(All notations based on Understanding ML: From Theory to Algorithms) The layman's term for NFL is super misleading. The comparison between PAC learnability and NFL is kind of baseless since both proof's are built on a different set of assumptions.
Let's review the definition of PAC learnability:
A hypothesis class $H$ is PAC learnable if there exist a function $m_H : (0, 1)^ 2 → N$ and a learning algorithm with the
following property: For every $\epsilon, \delta \in (0, 1)$, for every distribution $D$ over $X$ , and for every labelling function $f : X → {0, 1}$, if the realizable assumption holds with respect to $H, D, f$ , then when running the learning algorithm on $m ≥ m_H (\epsilon, \delta)$ i.i.d. examples generated by $D$ and labeled by $f$ , the algorithm returns
a hypothesis $h$ such that, with probability of at least $1 − δ$ (over the choice of the examples), $L_{(D,f )} (h) ≤ \epsilon$.
An important point in this definition is that the complexity bounds (i.e value of $m$) holds irrespective of distribution $D$ (this is known as distribution free). Since, in the proofs we assume error to be $1$ i.e if $f(x) \neq h(x)$ then we assign error $=1$ so $L_D(A(S))$ which is defined as the true probability of error by the classifier ($A(S) = h_S$) will be the same as $\Bbb E_{S \sim D^{m}}(h_S)$. Also, the realizable assumption is not very important here.
Now let's review the definition of NFL:
Let $A$ be any learning algorithm for the task of binary classification with respect to the $0 − 1$ loss over a domain $X$ . Let $m$ be any number smaller than $|X |/2$, representing a training set size. Then, there
exists a distribution $D$ over $X × \{0, 1\}$ such that:
- There exists a function $f : X → \{0, 1\}$ with $L_{D} (f ) = 0$ (i.e.Realizable).
- With probability of at least $1/7$ over the choice of $S \sim D^m$ we have that
$L_D (A(S)) ≥ 1/8$.
NOTE: For second statement it suffices to show that $\Bbb E_{S \sim D^{m}}L_D(A'(S)) \geq 1/4$, which can be shown using Markov's Inequality. Also, the definition is implying we consider all functions possible from $X × \{0, 1\}$ and our learning algorithm can pick any function $f$ out of this, which somewhat implies that the set $X$ has been shattered.

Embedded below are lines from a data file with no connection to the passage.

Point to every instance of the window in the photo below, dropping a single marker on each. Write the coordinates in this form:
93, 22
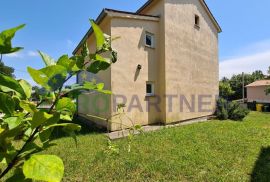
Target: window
150, 89
197, 21
149, 40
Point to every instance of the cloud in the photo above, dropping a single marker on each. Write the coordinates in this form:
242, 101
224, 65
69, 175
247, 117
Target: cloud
32, 53
257, 59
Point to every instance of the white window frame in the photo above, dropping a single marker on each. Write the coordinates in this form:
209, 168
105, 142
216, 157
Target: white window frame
152, 89
152, 40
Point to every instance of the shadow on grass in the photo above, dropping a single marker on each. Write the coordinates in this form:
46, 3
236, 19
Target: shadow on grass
87, 128
261, 170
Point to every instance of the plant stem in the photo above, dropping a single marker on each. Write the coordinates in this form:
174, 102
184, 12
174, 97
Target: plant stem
16, 158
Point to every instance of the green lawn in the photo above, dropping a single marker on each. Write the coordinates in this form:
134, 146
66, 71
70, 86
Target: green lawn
211, 151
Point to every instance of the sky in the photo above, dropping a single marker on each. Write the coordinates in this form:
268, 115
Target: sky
56, 27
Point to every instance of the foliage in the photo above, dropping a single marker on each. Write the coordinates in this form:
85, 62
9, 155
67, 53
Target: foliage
236, 83
225, 89
6, 70
222, 109
209, 151
230, 110
32, 127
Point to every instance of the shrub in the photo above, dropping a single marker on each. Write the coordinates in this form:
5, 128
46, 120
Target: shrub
222, 111
230, 110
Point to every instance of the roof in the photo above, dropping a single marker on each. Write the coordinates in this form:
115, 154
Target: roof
259, 83
149, 2
105, 11
113, 12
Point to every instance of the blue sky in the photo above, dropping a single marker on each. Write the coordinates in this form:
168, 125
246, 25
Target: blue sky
56, 26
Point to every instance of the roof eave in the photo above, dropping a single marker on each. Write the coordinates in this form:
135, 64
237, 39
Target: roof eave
203, 2
101, 16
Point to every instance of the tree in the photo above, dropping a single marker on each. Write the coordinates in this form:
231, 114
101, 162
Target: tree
237, 86
6, 70
22, 120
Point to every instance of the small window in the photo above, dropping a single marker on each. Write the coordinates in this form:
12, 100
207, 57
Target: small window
150, 89
149, 40
197, 21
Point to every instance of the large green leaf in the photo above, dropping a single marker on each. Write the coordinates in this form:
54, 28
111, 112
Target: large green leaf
100, 39
7, 105
28, 106
79, 60
40, 118
66, 62
12, 85
5, 40
51, 77
38, 76
46, 59
26, 87
45, 134
13, 122
97, 66
44, 167
85, 50
66, 104
18, 176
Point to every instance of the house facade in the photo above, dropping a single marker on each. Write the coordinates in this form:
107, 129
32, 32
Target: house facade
256, 91
167, 69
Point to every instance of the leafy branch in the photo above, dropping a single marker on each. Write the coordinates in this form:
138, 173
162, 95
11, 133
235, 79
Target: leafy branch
22, 119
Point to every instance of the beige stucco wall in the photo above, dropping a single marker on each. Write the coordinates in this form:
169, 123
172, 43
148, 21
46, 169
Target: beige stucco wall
91, 103
257, 94
184, 62
157, 8
127, 80
191, 58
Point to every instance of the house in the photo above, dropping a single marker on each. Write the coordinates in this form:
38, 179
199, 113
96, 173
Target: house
256, 91
167, 69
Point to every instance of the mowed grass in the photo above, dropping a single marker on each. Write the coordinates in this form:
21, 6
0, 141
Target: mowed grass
210, 151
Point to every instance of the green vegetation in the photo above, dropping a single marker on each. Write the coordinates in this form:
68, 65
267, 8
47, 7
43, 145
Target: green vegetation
6, 70
210, 151
231, 89
230, 110
25, 129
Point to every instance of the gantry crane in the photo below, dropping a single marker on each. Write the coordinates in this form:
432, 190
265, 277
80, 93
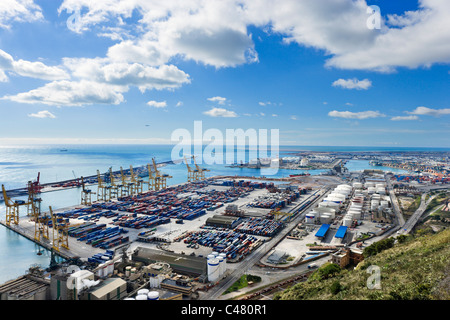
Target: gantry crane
113, 187
103, 190
12, 208
193, 174
151, 178
40, 222
60, 233
138, 183
201, 171
86, 194
125, 187
161, 178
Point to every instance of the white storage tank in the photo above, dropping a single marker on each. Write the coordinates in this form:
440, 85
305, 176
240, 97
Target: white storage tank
143, 292
221, 265
310, 218
153, 295
213, 270
325, 218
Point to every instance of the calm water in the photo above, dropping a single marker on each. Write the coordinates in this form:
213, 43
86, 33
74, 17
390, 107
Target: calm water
21, 164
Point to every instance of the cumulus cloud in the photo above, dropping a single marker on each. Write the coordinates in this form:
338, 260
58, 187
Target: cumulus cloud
221, 112
405, 118
219, 100
353, 84
18, 11
71, 93
30, 69
42, 114
355, 115
156, 104
430, 112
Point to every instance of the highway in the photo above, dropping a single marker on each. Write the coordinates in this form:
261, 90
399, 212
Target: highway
215, 293
394, 201
409, 225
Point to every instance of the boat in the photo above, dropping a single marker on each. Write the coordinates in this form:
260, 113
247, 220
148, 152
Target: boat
299, 175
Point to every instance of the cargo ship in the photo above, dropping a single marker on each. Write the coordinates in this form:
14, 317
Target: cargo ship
299, 175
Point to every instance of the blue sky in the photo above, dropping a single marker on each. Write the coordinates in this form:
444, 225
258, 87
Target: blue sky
134, 71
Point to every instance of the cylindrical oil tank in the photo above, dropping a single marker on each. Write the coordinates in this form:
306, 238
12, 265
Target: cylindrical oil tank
153, 295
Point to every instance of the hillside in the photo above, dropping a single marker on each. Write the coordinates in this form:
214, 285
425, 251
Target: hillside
417, 268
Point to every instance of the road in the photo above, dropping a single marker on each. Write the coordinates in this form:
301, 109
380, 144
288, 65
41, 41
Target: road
394, 201
409, 225
215, 293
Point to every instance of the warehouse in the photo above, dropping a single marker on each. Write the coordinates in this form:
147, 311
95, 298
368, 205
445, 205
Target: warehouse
220, 221
180, 263
109, 289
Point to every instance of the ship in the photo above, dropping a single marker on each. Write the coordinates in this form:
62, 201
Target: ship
299, 175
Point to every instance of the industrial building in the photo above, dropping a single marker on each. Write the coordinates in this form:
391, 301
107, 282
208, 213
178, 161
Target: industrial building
109, 289
180, 263
221, 221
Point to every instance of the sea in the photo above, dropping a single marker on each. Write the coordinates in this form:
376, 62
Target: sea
20, 164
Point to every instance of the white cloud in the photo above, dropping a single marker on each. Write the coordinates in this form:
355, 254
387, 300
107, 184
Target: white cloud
220, 112
156, 104
216, 32
353, 84
39, 70
127, 74
219, 100
355, 115
430, 112
42, 114
406, 118
18, 11
71, 93
30, 69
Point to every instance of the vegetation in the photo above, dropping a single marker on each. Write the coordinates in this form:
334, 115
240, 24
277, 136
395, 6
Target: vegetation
242, 282
414, 267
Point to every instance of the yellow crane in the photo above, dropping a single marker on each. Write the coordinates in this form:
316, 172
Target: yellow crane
201, 171
114, 188
12, 208
193, 174
86, 194
138, 183
161, 178
151, 178
125, 186
60, 233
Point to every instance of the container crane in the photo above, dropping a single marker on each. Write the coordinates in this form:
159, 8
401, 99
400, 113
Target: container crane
161, 178
12, 208
125, 186
86, 194
193, 174
137, 182
103, 190
113, 187
151, 178
200, 170
60, 233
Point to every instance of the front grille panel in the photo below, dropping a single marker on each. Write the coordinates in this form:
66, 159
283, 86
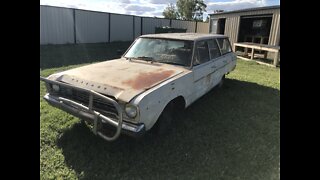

If you read the definition it clearly states there exists a $D$, which is clearly different from distribution free assumption of PAC learnability. Also to note that we are restricting sample size $m$ to $|X |/2$. You will be able to falsify the second statement by simply picking bigger $m$ and thus your class is suddenly PAC learnable. Thus the point NFL is trying to make is that:
Without an inductive bias i.e if you pick all possible functions from $f : X → {0, 1}$ as your hypothesis class you would not be able to achieve for all $D$ an accuracy less than $1/8$ with probability greater than $6/7$ given your sample size is at most $|X|/2$.
To prove this, you only have to pick a distribution for which this holds. In the proof of the book they have used the uniform distribution which is the margin between 2 types of distribution. So the idea is lets say you have sampled $m = \frac{|X|}{2}$ points, your learning algorithm returns a hypothesis as per ERM rule (doesn't really matter) on the sampled points. Now you want to comment on the error over $2m$ points and true distribution (uniform distribution in this case). So clearly, the probability of picking a point outside your sampled points (unseen points) is $0.5$. Also, the $A(S) = h_S$ will have a $0.5$ probability of agreeing with the actual label of an unseen point (among all $h$ which agree with the sampled points, half will assign $1$ to an unseen point while other half will assign $0$), which makes the total probability of making an error$=0.25$ over the true distribution or $\Bbb E_{S \sim D^{m}}L_D(A(S)) = 1/4$
Note, that we have picked up uniform distribution but this will also hold for distributions which assigns probability $p \leq 0.5$ on the sampled points, then the probability of picking a point outside your sampled points (unseen points) is $\geq 0.5$ and thus error is $\geq 0.5$, and thus uniform distribution is the mid point. ANother important point to note is that if we pick $m+1$ points we will definitely do better, but then its kind of overfitiing.
This basically translates to why infinite VC dimension hypothesis class is not PAC learnable, because it shatters every set of size $|X|$ and we have already seen the implications of picking a hypothesis class which shatters a set of size $|X|$ in NFL.
This is the informal description of how the NFL theorem was arrived at. You can find the entire explanation in this lecture after which the proof in the book will start to make much more sense.
Thus, inductive bias (restricting hypothesis class to some possible good candidates of $h$) is quite important as can be seen, the effects without any inductive bias.